I can't see the link there to anything I said, but if punishing an exploiter leads to a better outcome, why would my system not choose to do that? If you were to live the lives of the expolited and exploiter, you would have a better time if the exploiter is punished just the right amount to give you the best time overall as all the people involved (and this includes a deterrence effect on other would-be exploiters.

"I agree that everyday, in-practice morality is like this, but there are other important questions about the nature and content of morality that you're ignoring."

Then let's get to them. That's what I came here to look for.

""What is yet to be worked out is the exact wording that should be placed in AGI systems to build either this rule or the above methodology into them" --->This is the Hard Problem, and in my view one of the two Hard Problems of AGI."

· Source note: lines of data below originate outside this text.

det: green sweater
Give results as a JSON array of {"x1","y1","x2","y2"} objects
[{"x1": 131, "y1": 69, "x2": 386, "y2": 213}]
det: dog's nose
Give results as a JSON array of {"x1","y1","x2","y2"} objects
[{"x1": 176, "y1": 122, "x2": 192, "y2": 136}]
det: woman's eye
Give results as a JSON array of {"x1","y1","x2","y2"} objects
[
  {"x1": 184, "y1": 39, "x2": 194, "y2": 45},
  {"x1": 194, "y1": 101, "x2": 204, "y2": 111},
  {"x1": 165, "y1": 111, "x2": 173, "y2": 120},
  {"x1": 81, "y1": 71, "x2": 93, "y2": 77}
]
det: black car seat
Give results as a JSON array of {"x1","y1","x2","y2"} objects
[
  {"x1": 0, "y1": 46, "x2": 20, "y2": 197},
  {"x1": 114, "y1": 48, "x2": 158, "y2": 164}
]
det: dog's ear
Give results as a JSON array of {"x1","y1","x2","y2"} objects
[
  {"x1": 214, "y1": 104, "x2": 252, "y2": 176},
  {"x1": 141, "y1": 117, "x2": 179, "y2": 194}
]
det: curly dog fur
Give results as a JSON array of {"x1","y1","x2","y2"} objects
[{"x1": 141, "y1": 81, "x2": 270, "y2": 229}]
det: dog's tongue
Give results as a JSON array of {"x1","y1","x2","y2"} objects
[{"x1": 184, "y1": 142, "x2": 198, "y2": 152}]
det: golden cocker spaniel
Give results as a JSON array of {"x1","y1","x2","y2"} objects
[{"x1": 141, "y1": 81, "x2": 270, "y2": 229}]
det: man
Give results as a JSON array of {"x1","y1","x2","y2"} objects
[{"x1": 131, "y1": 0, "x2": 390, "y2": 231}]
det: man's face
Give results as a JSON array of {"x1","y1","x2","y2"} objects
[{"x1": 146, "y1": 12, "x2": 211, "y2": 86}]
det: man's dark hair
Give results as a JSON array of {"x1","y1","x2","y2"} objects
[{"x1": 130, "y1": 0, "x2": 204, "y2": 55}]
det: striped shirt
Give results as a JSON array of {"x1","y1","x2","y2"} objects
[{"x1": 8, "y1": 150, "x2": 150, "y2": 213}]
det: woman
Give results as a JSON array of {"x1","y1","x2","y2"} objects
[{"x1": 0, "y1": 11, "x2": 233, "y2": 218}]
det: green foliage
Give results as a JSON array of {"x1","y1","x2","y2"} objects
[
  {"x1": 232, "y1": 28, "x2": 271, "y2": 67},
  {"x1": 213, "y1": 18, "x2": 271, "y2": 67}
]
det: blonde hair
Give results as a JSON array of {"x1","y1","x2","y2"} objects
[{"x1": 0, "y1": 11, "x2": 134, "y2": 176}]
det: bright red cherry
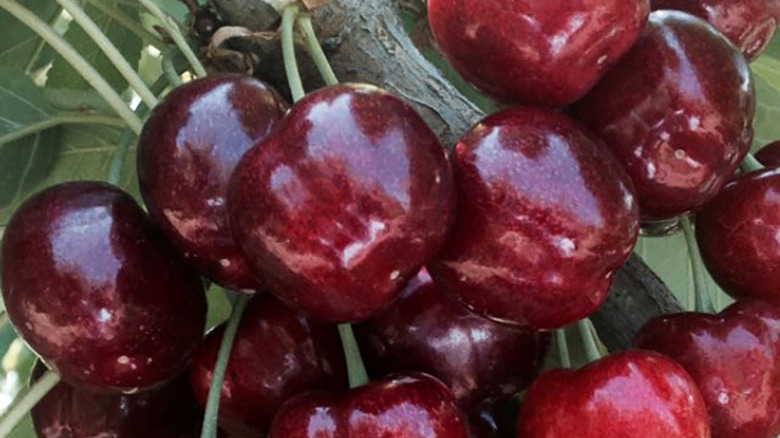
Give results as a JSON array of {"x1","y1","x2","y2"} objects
[
  {"x1": 355, "y1": 270, "x2": 550, "y2": 412},
  {"x1": 652, "y1": 0, "x2": 780, "y2": 59},
  {"x1": 269, "y1": 373, "x2": 468, "y2": 438},
  {"x1": 696, "y1": 168, "x2": 780, "y2": 305},
  {"x1": 190, "y1": 294, "x2": 347, "y2": 437},
  {"x1": 228, "y1": 84, "x2": 455, "y2": 322},
  {"x1": 31, "y1": 362, "x2": 203, "y2": 438},
  {"x1": 428, "y1": 108, "x2": 639, "y2": 328},
  {"x1": 636, "y1": 301, "x2": 780, "y2": 438},
  {"x1": 428, "y1": 0, "x2": 650, "y2": 106},
  {"x1": 2, "y1": 182, "x2": 206, "y2": 391},
  {"x1": 517, "y1": 351, "x2": 710, "y2": 438},
  {"x1": 574, "y1": 11, "x2": 755, "y2": 220},
  {"x1": 138, "y1": 75, "x2": 287, "y2": 291},
  {"x1": 756, "y1": 141, "x2": 780, "y2": 167}
]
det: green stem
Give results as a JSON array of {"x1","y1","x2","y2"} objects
[
  {"x1": 298, "y1": 14, "x2": 339, "y2": 85},
  {"x1": 89, "y1": 0, "x2": 166, "y2": 50},
  {"x1": 0, "y1": 0, "x2": 143, "y2": 133},
  {"x1": 577, "y1": 318, "x2": 602, "y2": 362},
  {"x1": 200, "y1": 294, "x2": 252, "y2": 438},
  {"x1": 0, "y1": 114, "x2": 127, "y2": 146},
  {"x1": 555, "y1": 329, "x2": 571, "y2": 368},
  {"x1": 681, "y1": 216, "x2": 715, "y2": 313},
  {"x1": 106, "y1": 130, "x2": 135, "y2": 186},
  {"x1": 56, "y1": 0, "x2": 157, "y2": 108},
  {"x1": 742, "y1": 153, "x2": 764, "y2": 172},
  {"x1": 138, "y1": 0, "x2": 208, "y2": 77},
  {"x1": 339, "y1": 324, "x2": 368, "y2": 388},
  {"x1": 0, "y1": 371, "x2": 60, "y2": 437},
  {"x1": 282, "y1": 5, "x2": 306, "y2": 102},
  {"x1": 162, "y1": 50, "x2": 182, "y2": 87},
  {"x1": 24, "y1": 8, "x2": 62, "y2": 75}
]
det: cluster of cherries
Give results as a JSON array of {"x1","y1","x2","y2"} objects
[{"x1": 2, "y1": 0, "x2": 780, "y2": 438}]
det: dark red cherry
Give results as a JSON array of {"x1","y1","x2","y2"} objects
[
  {"x1": 636, "y1": 301, "x2": 780, "y2": 438},
  {"x1": 652, "y1": 0, "x2": 780, "y2": 59},
  {"x1": 138, "y1": 75, "x2": 287, "y2": 291},
  {"x1": 355, "y1": 270, "x2": 550, "y2": 411},
  {"x1": 269, "y1": 373, "x2": 468, "y2": 438},
  {"x1": 2, "y1": 182, "x2": 206, "y2": 391},
  {"x1": 428, "y1": 108, "x2": 639, "y2": 328},
  {"x1": 517, "y1": 351, "x2": 710, "y2": 438},
  {"x1": 696, "y1": 168, "x2": 780, "y2": 305},
  {"x1": 228, "y1": 84, "x2": 455, "y2": 322},
  {"x1": 31, "y1": 362, "x2": 203, "y2": 438},
  {"x1": 469, "y1": 399, "x2": 518, "y2": 438},
  {"x1": 756, "y1": 141, "x2": 780, "y2": 167},
  {"x1": 428, "y1": 0, "x2": 650, "y2": 106},
  {"x1": 573, "y1": 11, "x2": 755, "y2": 220},
  {"x1": 190, "y1": 294, "x2": 348, "y2": 438}
]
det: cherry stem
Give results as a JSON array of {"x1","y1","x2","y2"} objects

Actually, I was wrong about that. If you look at the paragraph in brackets at the end of my post (the main blog post at the top of this page), I set out the wording of a proposed rule and wondered if it amounted to the same thing as the method I'd outlined. Over the course of writing later parts of this series of blog posts, I realised that that attempted wording was making the same mistake as many of the other proposed solutions (various types of utilitarianism). These rules are an attempt to put the method into a compact form, but method already is the rule, while these compact versions risk introducing errors. Some of them may produce the same results for any situation, but others may be some way out. There is also room for there to be a range of morally acceptable solutions with one rule setting one end of the acceptable range and another rule setting the other. For example, in determining optimal population size, average utilitarianism and total utilitarianism look as if they provide slightly different answers, but they'll be very similar and it would do little harm to allow the population to wander between the two values. If all moral questions end up with a small range with very little difference between the extremes of that range, we're not going to worry much about getting it very slightly wrong if we still can't agree on which end of the range is slightly wrong. What we need to do is push these different models into places where they might show us that they're way wrong, because then it will be obvious. If that's already been done, it should all be there in the league tables of problems under each entry in the league table of proposed systems of determining morality.

"Morality seems basic to you, since our brains and concept-space and language are optimized for social things like that, but morality has a very high complexity as measured mathematically, which makes it difficult to describe to something that's not human. (This is similar to the formalizations of Occam's Razor, if you want to know more.)"

If we were to go to an alien planet and were asked by warring clans of these aliens to impose morality on them to make their lives better, do you not think we could do that without having to feel the way they do about things? We would be in the same position as the machines that we want to govern us. What we'd do is ask these aliens how they feel in different situations and how much it hurts them or pleases them. We'd build a database of knowledge of these feelings that they have based on their testimony, and the accuracy would increase the more we collect data from them. We then apply my method and try to produce the best outcome on the basis of there only being one player who has to get the best out of the situation. That needs the application of game theory. It's all maths.

"If the AI has the correct utility function, it will not say "but this is illogical/useless" and then reject it. Far more likely is that the AI never "cares about" humans in the first place."

It certainly won't care about us, but then it won't care about anything (including its self-less self). It's only purpose will be to do what we've asked it to do, even if it isn't convinced that sentience is real and that morality has a role.